Italy win again in Cardiff and pass the Six Nations wooden spoon to Wales

CARDIFF, Wales (AP) — Italy earned another historic win in Cardiff and left Wales with the dreaded wooden spoon for finishing last in the Six Nations on Saturday.

The Azzurri comfortably won 24-21 to complete their greatest Six Nations.

They have avoided defeat in three consecutive matches for the first time and racked up a record number of competition points, 11. They finished fifth in the end, hurt by gaining only one bonus point.

“We’ve been through lots of difficult moments and now we can celebrate the good ones,” captain Michele Lamaro said before his team went on a deserved lap of honor. They finished with a draw in France and wins over Scotland and Wales — in Cardiff for a second straight time.

Italy received the wooden spoon in the previous eight years, and passed it to Wales for the first time in 21 years after the Welsh lost all five games in the championship.

“We’re probably at rock bottom,” Wales coach Warren Gatland said.

He offered post-match to resign. “I just said to Abi (Tierney, the Welsh Rugby Union CEO), ‘If you want me to resign, I’ll do that.’ She said, ‘Like hell.’”

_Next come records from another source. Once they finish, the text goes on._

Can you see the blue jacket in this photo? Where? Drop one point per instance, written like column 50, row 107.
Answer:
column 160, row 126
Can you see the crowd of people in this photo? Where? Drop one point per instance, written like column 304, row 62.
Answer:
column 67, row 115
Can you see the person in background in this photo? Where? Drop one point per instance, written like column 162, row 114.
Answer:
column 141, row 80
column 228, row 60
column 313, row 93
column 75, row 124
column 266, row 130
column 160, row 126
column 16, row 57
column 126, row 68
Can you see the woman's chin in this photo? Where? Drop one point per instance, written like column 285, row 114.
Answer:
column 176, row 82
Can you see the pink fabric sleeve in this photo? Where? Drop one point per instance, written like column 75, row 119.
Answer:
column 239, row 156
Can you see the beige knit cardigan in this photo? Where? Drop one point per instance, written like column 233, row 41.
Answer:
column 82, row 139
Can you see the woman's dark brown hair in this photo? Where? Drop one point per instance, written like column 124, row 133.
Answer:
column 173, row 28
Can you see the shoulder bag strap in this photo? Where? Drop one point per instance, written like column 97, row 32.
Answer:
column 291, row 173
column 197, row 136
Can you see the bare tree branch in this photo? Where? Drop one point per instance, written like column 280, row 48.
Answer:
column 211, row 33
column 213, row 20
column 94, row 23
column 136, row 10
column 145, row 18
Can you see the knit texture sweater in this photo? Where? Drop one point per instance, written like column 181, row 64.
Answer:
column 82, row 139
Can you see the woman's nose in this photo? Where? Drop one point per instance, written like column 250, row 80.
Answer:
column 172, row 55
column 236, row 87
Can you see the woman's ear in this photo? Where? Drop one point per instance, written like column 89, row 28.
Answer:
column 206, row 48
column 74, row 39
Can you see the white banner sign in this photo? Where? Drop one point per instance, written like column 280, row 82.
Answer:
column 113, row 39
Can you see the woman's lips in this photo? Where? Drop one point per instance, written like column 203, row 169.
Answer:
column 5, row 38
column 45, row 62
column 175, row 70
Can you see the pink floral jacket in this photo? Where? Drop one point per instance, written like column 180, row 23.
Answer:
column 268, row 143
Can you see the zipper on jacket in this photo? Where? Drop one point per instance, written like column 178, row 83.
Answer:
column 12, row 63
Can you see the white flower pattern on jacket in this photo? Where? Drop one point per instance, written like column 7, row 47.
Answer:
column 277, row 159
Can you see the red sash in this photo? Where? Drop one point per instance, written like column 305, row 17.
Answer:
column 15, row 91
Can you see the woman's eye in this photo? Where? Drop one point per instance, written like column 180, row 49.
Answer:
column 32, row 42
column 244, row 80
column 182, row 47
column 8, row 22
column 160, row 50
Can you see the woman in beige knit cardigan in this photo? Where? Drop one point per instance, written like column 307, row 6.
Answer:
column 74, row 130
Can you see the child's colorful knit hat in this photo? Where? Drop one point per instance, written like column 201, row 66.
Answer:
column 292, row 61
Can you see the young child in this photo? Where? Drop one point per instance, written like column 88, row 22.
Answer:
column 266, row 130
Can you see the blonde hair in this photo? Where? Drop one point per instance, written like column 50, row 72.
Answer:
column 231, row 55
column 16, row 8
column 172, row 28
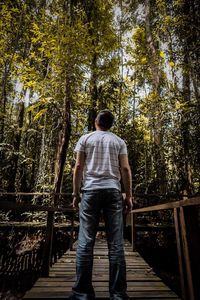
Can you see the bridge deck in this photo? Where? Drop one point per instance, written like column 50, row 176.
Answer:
column 141, row 280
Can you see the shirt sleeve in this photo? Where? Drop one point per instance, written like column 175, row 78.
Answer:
column 80, row 146
column 123, row 149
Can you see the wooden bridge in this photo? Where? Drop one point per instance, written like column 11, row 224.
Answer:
column 141, row 280
column 57, row 281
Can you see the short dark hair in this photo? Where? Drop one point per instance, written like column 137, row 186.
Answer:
column 105, row 119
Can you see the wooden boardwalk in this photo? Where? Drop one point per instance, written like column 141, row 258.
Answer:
column 141, row 280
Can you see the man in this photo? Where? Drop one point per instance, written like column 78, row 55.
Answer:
column 101, row 162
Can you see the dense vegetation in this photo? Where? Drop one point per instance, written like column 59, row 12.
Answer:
column 62, row 61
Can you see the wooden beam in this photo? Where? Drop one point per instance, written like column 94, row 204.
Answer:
column 6, row 205
column 169, row 205
column 48, row 245
column 133, row 232
column 179, row 251
column 186, row 255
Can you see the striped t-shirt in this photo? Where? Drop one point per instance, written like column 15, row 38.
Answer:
column 102, row 150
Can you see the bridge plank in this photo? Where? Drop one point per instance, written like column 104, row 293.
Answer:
column 141, row 280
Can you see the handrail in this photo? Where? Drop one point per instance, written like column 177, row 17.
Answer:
column 6, row 205
column 169, row 205
column 187, row 239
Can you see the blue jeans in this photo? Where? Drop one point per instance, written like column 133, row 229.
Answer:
column 93, row 202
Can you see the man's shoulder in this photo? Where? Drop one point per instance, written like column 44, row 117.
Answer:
column 86, row 135
column 120, row 140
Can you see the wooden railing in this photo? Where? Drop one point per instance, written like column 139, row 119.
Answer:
column 24, row 207
column 187, row 229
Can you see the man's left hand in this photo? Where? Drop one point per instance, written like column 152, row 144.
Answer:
column 75, row 203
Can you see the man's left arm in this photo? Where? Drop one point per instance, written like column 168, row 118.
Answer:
column 77, row 177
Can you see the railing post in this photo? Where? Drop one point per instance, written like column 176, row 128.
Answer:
column 180, row 253
column 72, row 232
column 133, row 231
column 48, row 244
column 191, row 233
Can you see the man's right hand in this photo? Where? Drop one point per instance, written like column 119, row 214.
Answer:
column 75, row 202
column 128, row 203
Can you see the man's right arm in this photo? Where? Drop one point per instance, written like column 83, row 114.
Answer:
column 127, row 180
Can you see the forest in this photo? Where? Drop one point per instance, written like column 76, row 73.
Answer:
column 61, row 62
column 64, row 60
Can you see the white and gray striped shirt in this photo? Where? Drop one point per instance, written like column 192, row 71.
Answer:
column 102, row 150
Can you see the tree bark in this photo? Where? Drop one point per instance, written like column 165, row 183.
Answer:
column 158, row 133
column 64, row 138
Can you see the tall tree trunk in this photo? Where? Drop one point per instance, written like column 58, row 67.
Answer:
column 64, row 138
column 159, row 161
column 187, row 186
column 17, row 141
column 94, row 96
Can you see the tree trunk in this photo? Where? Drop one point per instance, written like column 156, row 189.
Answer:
column 159, row 162
column 64, row 138
column 17, row 141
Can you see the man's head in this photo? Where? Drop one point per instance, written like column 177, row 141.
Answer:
column 104, row 119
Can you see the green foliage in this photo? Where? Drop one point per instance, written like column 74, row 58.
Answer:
column 110, row 60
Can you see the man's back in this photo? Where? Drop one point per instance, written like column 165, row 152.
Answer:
column 102, row 150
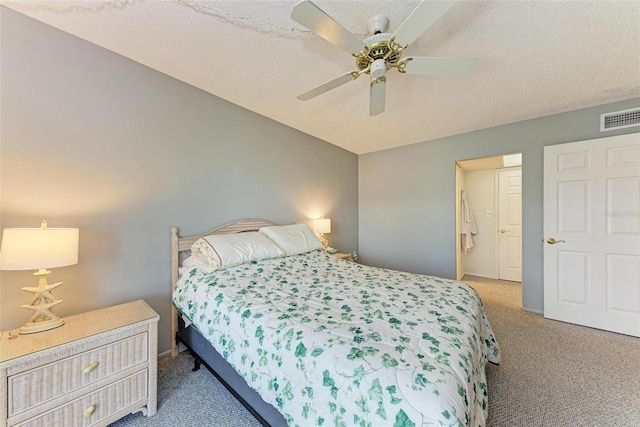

Perhaps a fear of the spoon was the reason Wales seemed anxious, especially in the first half. A swag of basic errors made Wales easier to handle for a highly confident Italy with a superior scrum and panic-free defense.

Only when it trailed 18-0 after 46 minutes did Wales shrug off its caution. But Italy moved ahead 24-7. Then a couple of very late converted tries gave Wales a flattering scoreline.

The humbling was compounded by the sad sight in the dying moments of George North needing help to limp off with a suspected right Achilles strain in his 124th and last test match. This was North’s swansong to a great 14-year test career.

Despite Wales’ losing streak, the bookmakers had the host a nine-point favorite in front of more than 10,000 empty seats in Principality Stadium. But Italy’s form and power and defense controlled the match from the start.

“We have had a good tournament but know we can do better than this,” Lamaro said. “The mindset of what we take into the pitch is something we’ve never had before. We’re confident. We still have to be more consistent in what we’re doing and be competitive with every single team in the tournament.”

Perfect jackals by Danilo Fischetti and Lamaro gave Paolo Garbisi two early penalties. Then brilliant movement and handling by backs Garbisi, Tommaso Menoncello and Monty Ioane opened up Wales and Ioane ended up scoring untouched.

Italy’s 11-0 halftime lead became 18-0. An Adam Beard neck roll on Italy counterpart Federico Ruzza stopped a Wales charge. From lineout ball, Garbisi put Ioane in a gap and Lorenzo Pani — at fullback after a broken finger sidelined Ange Capuozzo — swerved to the tryline leaving defenders sprawled in his wake.

The arrival of midfielder Mason Grady boosted Wales. Scrumhalf Tomos Williams looked like scoring until he was cut down from behind by Italy’s Ross Vintcent and turned over by Manuel Zuliani. Wales then went more direct and hooker Elliot Dee was awarded a try after he was lifted over the line by Zuliani.

Penalties by Garbisi and Martin Page-Relo sent Italy 24-7 up but, with victory certain under the roof, they relaxed, and Wales grabbed late tries by Will Rowlands and Grady, both converted by Ioan Lloyd. They couldn’t prevent Wales losing 12 of its last 13 Six Nations matches, and the last seven at home.

“This rebuild isn’t harder than we thought,” Gatland said. “We knew the inexperience we had in the squad and the players we asked to step up to leadership roles. For us it’s about taking the good out of the games and showing what we need to do. I can’t question the efforts of the boys.”